As Harriet Beecher Stowe once said, “Never give up, for that is just the place and time that the tide will turn.” I most certainly did not have any thoughts in my head that my diagnosis as a type 1 diabetic (T1D) would ever materialize into anything positive. I consider that warm day in July the turning point of my life thus far, and the day that several doors in my life closed, but the day that others opened.

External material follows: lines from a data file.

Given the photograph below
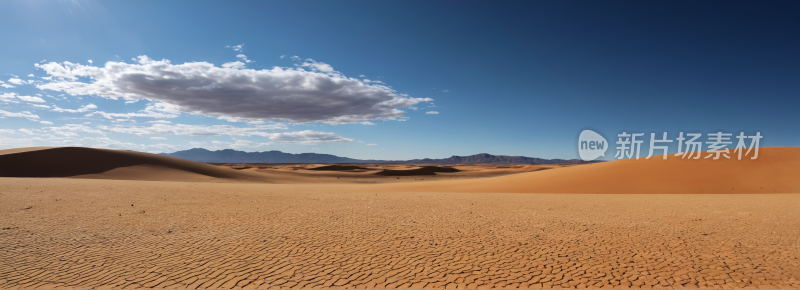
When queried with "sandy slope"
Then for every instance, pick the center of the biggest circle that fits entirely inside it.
(777, 170)
(93, 163)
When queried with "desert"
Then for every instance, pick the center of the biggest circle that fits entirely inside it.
(114, 219)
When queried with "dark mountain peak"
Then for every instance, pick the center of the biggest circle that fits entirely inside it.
(275, 156)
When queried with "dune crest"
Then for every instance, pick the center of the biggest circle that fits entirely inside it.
(775, 171)
(94, 163)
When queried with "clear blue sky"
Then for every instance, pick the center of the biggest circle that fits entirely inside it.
(506, 78)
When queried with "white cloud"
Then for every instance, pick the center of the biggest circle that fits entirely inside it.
(156, 110)
(31, 99)
(23, 114)
(308, 137)
(82, 109)
(8, 97)
(244, 58)
(234, 65)
(277, 94)
(318, 66)
(16, 81)
(73, 129)
(236, 47)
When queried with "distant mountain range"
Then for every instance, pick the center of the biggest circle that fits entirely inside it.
(234, 156)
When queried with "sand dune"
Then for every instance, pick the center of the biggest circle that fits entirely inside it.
(110, 164)
(775, 171)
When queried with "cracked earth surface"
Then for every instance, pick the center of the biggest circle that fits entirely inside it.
(69, 233)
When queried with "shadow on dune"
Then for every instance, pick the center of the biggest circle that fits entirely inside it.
(74, 161)
(338, 168)
(426, 170)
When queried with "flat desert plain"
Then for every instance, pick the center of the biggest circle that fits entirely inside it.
(110, 219)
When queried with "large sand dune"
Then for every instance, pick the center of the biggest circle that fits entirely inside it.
(110, 164)
(775, 171)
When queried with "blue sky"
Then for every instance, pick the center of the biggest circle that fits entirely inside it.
(510, 78)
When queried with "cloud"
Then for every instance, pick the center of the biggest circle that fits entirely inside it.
(301, 137)
(195, 130)
(82, 109)
(9, 97)
(277, 94)
(236, 47)
(16, 81)
(234, 65)
(318, 66)
(73, 129)
(31, 99)
(156, 110)
(308, 137)
(244, 58)
(23, 114)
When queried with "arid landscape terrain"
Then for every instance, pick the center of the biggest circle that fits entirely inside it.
(111, 219)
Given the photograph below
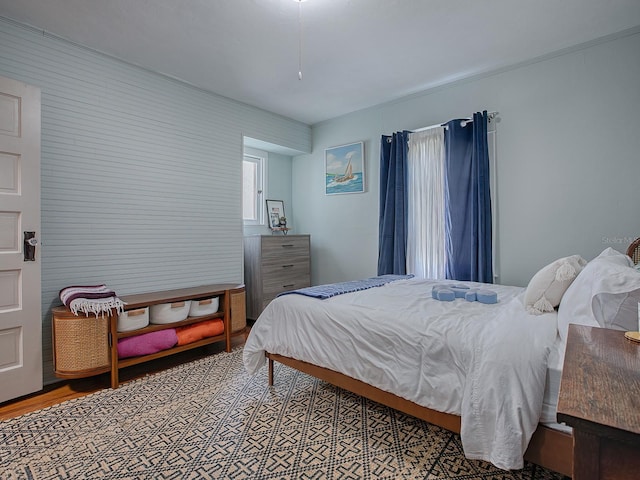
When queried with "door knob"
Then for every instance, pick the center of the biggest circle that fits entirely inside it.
(30, 242)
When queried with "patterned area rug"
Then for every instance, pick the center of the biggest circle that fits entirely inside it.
(209, 419)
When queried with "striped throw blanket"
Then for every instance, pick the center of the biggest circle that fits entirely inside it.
(96, 299)
(333, 289)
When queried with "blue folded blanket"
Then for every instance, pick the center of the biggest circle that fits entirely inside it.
(333, 289)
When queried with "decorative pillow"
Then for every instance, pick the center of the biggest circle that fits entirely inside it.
(605, 294)
(546, 288)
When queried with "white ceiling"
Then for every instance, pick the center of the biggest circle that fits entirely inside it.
(355, 53)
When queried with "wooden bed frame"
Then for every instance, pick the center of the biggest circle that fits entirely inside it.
(549, 448)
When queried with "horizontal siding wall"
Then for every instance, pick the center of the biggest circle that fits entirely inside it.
(141, 174)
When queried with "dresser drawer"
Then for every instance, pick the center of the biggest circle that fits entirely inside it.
(284, 266)
(285, 246)
(274, 264)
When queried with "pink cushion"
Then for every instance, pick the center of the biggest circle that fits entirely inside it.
(147, 343)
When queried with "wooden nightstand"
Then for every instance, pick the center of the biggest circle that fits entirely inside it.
(600, 399)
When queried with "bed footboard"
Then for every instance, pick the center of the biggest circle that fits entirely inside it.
(549, 448)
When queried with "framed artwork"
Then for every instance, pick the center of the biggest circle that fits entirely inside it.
(275, 214)
(344, 169)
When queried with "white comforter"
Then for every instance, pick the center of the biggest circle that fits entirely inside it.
(486, 363)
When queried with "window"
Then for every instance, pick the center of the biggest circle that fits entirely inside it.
(253, 168)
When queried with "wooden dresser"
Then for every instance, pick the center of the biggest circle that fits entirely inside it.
(600, 399)
(274, 264)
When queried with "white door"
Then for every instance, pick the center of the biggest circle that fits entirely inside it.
(20, 290)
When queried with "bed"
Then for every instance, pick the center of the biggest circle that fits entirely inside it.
(488, 371)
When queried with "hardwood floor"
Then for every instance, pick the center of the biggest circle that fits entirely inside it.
(69, 389)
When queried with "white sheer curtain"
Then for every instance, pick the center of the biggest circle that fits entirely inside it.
(426, 199)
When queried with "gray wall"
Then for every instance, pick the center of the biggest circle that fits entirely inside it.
(141, 174)
(278, 187)
(568, 162)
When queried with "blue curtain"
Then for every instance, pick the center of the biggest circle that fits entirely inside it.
(468, 206)
(392, 225)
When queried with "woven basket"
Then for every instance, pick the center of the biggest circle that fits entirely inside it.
(80, 344)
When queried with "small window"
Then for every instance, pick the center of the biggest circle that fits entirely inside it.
(253, 168)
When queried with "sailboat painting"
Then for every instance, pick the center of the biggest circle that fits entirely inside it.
(344, 169)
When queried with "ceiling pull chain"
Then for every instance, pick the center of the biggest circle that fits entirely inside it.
(300, 38)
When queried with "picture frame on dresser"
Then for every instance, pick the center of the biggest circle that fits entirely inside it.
(275, 212)
(344, 169)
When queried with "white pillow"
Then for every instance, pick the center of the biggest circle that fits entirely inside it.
(546, 288)
(605, 294)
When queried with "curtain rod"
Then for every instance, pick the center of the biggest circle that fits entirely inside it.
(490, 115)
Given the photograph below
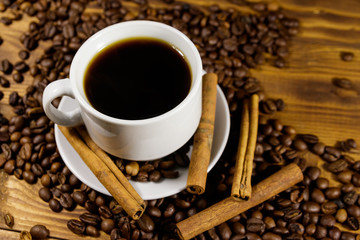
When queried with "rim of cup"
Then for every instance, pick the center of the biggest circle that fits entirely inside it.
(195, 85)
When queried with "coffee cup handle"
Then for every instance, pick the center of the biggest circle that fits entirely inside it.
(57, 89)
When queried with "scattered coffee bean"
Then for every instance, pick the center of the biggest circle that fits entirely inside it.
(24, 235)
(39, 232)
(76, 226)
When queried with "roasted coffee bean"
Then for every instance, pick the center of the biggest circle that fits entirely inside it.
(329, 207)
(341, 215)
(311, 207)
(309, 138)
(353, 210)
(153, 211)
(90, 219)
(255, 225)
(37, 169)
(105, 212)
(146, 223)
(331, 154)
(271, 236)
(299, 145)
(107, 225)
(350, 198)
(334, 233)
(9, 166)
(115, 234)
(155, 176)
(92, 231)
(66, 201)
(333, 193)
(21, 67)
(353, 223)
(317, 196)
(39, 232)
(268, 106)
(55, 205)
(132, 168)
(313, 173)
(327, 220)
(91, 206)
(322, 183)
(76, 226)
(23, 54)
(345, 176)
(5, 66)
(24, 235)
(18, 77)
(29, 176)
(79, 197)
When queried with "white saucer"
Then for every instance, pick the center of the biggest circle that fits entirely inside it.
(147, 190)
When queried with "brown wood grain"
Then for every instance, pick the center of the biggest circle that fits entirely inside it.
(313, 103)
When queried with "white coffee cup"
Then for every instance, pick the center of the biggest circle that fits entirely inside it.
(141, 140)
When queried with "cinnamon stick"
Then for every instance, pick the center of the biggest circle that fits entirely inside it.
(110, 164)
(104, 174)
(241, 188)
(229, 207)
(203, 137)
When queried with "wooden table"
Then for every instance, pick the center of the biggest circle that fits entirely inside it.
(313, 103)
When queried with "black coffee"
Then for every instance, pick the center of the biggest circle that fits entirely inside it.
(137, 78)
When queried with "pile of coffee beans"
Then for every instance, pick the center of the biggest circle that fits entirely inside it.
(230, 43)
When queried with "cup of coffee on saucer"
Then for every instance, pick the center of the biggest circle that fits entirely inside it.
(136, 86)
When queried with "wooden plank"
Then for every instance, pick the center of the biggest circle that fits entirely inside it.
(22, 201)
(313, 103)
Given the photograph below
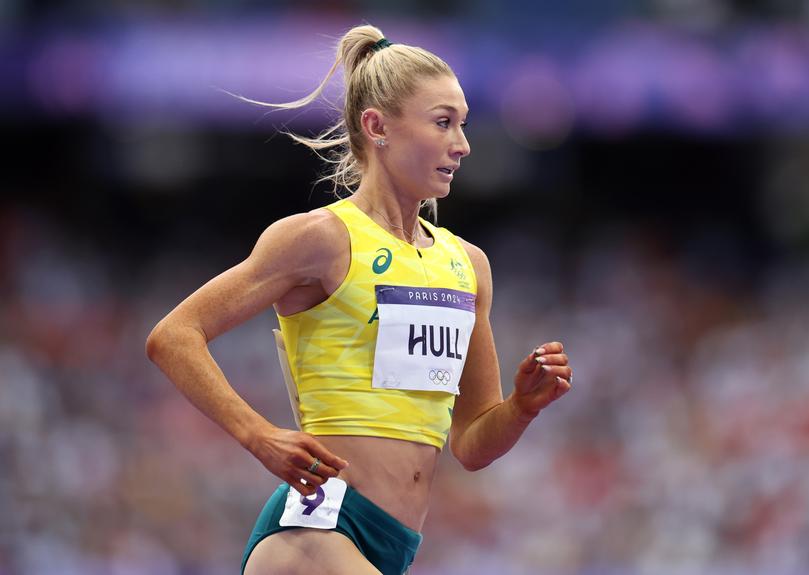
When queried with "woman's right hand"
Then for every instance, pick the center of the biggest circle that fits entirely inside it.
(288, 454)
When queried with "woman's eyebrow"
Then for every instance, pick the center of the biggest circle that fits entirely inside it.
(447, 107)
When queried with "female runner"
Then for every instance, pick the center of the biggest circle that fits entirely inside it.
(385, 322)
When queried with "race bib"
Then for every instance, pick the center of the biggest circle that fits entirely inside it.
(319, 510)
(423, 337)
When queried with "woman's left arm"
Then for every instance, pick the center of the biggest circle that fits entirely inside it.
(484, 426)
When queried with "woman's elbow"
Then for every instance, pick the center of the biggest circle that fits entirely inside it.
(156, 342)
(466, 459)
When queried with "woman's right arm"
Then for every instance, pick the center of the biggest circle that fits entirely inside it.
(296, 251)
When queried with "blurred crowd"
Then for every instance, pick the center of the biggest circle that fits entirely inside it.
(682, 447)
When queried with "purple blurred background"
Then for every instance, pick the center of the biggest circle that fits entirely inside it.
(639, 178)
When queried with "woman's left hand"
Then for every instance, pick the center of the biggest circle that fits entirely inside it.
(542, 378)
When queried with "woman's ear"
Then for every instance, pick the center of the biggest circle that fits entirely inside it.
(373, 126)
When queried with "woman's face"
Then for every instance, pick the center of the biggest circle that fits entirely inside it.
(426, 142)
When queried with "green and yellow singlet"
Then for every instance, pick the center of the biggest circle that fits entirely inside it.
(331, 347)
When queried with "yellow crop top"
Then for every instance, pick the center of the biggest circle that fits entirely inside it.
(331, 346)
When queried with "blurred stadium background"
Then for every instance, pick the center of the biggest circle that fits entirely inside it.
(639, 178)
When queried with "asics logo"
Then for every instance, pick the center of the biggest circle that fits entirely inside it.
(382, 261)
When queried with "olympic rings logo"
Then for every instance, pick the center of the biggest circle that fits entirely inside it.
(440, 376)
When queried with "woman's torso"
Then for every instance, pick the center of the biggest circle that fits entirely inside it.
(396, 474)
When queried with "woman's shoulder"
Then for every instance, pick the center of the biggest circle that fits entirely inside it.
(307, 237)
(477, 256)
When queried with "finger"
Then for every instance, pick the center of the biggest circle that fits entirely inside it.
(552, 359)
(528, 365)
(305, 489)
(562, 387)
(563, 371)
(326, 457)
(551, 347)
(312, 478)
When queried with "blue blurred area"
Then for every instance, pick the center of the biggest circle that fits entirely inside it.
(541, 83)
(639, 179)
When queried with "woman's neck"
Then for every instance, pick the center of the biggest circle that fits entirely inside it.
(383, 205)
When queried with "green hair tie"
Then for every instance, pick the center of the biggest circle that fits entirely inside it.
(379, 44)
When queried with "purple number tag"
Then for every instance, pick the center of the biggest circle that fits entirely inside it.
(312, 504)
(319, 510)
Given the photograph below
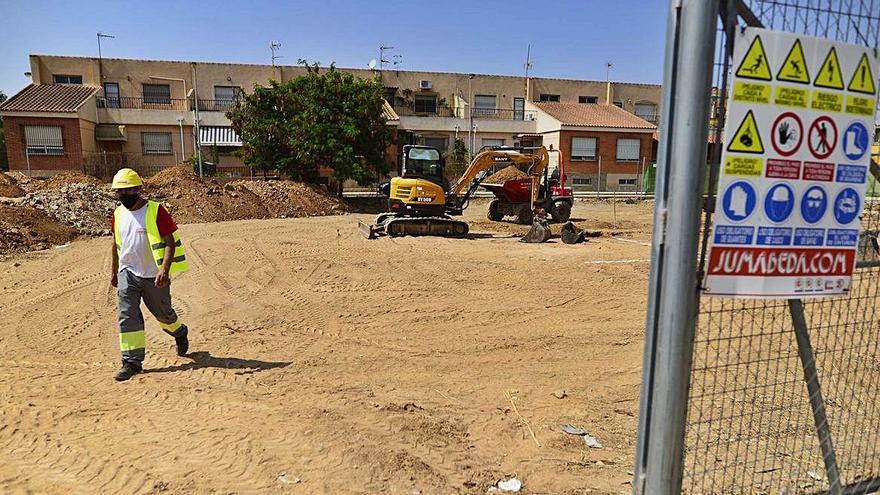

I was diagnosed July 15, 2014, just 9 days after my 16th birthday, certainly NOT my idea of a sweet 16. I had spent two weeks at Fort Drum as part of a JROTC unit, with plans to join the military when I came of age and hopefully attend the United States Naval Academy in Annapolis. Much can happen in two weeks though, and I can attest to that. By the time my mother came to pick me up, I was urinating frequently, drinking water like it was the last of it on Earth, waking up with anguishing muscle spasms in the middle of the night, and suddenly I was nearly 30 pounds lighter. Now I am not a small individual by any means, I eat A LOT and I will be the first one to admit that ‘Lunch!’ is my favorite subject in school. I had left home at about 180 pounds. You do the math—that’s right, I was now 153 pounds exactly when I came home. My mother was absolutely shocked to see her new walking skeleton of a son. I was admitted to the hospital just days later. What I had thought, and had hoped, would simply be a bad case of dehydration turned out to be T1D.
Now fast forward to today. When I came across the link to apply to JDRF 2015 Children’s Congress on the JDRF Advocacy website, I had no clue that I would be chosen, let alone considered to be one of the phenomenally lucky Delegates to represent (in summertime D.C.) the numerous people living with type 1 diabetes in New York and across the United States. To say I am honored would be an understatement. There are Delegates attending who have only known life as a diabetic, and here I am not even a year out from being diagnosed and I get the amazing opportunity – one I will not take for granted – to attend. It can only be described as humbling to say the least.
I am so excited to be able to be among people just like me in this unique way, and talk with people that know exactly what it’s like to be a diabetic. Diabetes has given me confidence and has instilled a purpose in me that was never present before. I want to make a change in this country, and heck, even in the world if I can. I cannot wait to be able to meet the rest of my ‘family,’ because frankly we ARE a family. We all share a common bond that unites us and brings us together with One Voice. To all my soon-to-be brothers and sisters: See ya in Washington!